On view through Sunday, May 25th
The Invisible Enemy Should Not Exist (2007 to present) unfolds as an intricate narrative about the artifacts stolen from the Iraq Museum, Baghdad, in the aftermath of the US invasion of April 2003; the current status of their whereabouts; and the series of events surrounding the invasion, the plundering, and related protagonists. The centerpiece of the project is an ongoing series of sculptures that represent an attempt to reconstruct looted and stolen archaeological artifacts.

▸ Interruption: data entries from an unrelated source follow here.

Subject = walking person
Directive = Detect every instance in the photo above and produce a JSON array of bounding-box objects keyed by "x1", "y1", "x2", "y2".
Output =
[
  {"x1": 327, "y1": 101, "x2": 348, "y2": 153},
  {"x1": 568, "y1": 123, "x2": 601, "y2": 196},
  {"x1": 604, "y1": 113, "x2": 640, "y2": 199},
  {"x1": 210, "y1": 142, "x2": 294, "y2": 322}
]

The reconstructions in Rakowitz’s work are made from the packaging of Middle Eastern foodstuffs and local Arabic newspapers, moments of cultural visibility found in cities across the United States. The objects were created using the Oriental Institute of the University of Chicago’s 2003 “Lost Treasures of Iraq” database as a resource, as well as information posted on Interpol’s website.

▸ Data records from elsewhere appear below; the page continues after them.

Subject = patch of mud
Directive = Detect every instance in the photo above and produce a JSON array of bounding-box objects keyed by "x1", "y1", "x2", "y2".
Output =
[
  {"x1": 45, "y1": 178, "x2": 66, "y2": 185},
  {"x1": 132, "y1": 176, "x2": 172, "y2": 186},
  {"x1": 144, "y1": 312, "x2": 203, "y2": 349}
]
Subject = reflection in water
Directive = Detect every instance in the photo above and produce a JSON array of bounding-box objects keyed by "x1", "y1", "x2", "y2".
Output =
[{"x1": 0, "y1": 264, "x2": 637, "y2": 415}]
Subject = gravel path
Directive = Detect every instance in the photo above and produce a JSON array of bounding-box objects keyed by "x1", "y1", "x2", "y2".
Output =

The reconstructions, including some new artworks, are displayed opposite the ancient statues from the Oriental Institute’s collection, which were part of a formal division with the Iraq Museum in the 1930s. Reunited yet still divided, the reconstructed statues and their original counterparts stand face-to-face in this installation. This abridged version of The Invisible Enemy Should Not Exist follows its display as part of “The Way of the Shovel: Art as Archaeology” at the Museum of Contemporary Art, Chicago.
Michael Rakowitz (b. 1973, New York) is an artist based in Chicago. His work has appeared at dOCUMENTA (13), P.S.1, MoMA, MassMOCA, Castello di Rivoli, the 16th Biennale of Sydney, the 10th Istanbul Biennial, Sharjah Biennial 8, Tirana Biennale, National Design Triennial at the Cooper-Hewitt, and Transmediale 05. Solo exhibits include: Lombard Freid Projects in New York, Alberto Peola Arte Contemporanea in Torino, and Stadtturmgalerie/Kunstraum Innsbruck. His public project, Return, was presented by Creative Time in New York in 2006. His work features in major private and public collections including the Museum of Modern Art, New York; Neue Galerie, Kassel, Germany; Smart Museum of Art, Chicago; Van Abbemuseum, Endhoven, Netherlands; The British Museum; Kabul National Museum, Afghanistan; and UNESCO, Paris.

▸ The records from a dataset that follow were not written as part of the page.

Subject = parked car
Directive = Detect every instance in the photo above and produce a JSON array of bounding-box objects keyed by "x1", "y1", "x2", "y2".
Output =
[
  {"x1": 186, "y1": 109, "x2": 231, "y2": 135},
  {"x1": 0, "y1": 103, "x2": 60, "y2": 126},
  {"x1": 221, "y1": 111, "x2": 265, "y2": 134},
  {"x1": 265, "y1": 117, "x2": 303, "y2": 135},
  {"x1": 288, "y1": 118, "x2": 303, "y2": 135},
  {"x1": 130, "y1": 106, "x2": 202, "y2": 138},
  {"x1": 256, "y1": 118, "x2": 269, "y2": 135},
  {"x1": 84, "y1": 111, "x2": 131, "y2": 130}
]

His solo exhibition, The worst condition is to pass under a sword which is not one’s own, was on view at Tate Modern in London in 2010. A new commission for SALT in Istanbul premiered in November 2011. Rakowitz was commissioned by Creative Time in 2011 for his project, Spoils, a culinary intervention at New York City’s Park Avenue restaurant that invited diners to eat off of plates looted from Saddam Hussein’s palaces. The project culminated in the repatriation of the former Iraqi President’s flatware to the Republic of Iraq at the behest of current Prime Minister Nuri Al Maliki on December 15, 2011—the date Coalition Forces left Iraq. In 2012, his Enemy Kitchen food truck served Iraqi food to Chicago’s hungry public, served by veterans of the Iraq War working under Iraqi refugee chefs, and will soon return to the streets. Another recent project, The Breakup, was first presented by Al Ma’mal Foundation for Contemporary Art in Jerusalem in October 2010, and was exhibited at Rhona Hoffman Gallery in Chicago in 2014. Rakowitz is Professor of Art Theory and Practice at Northwestern University.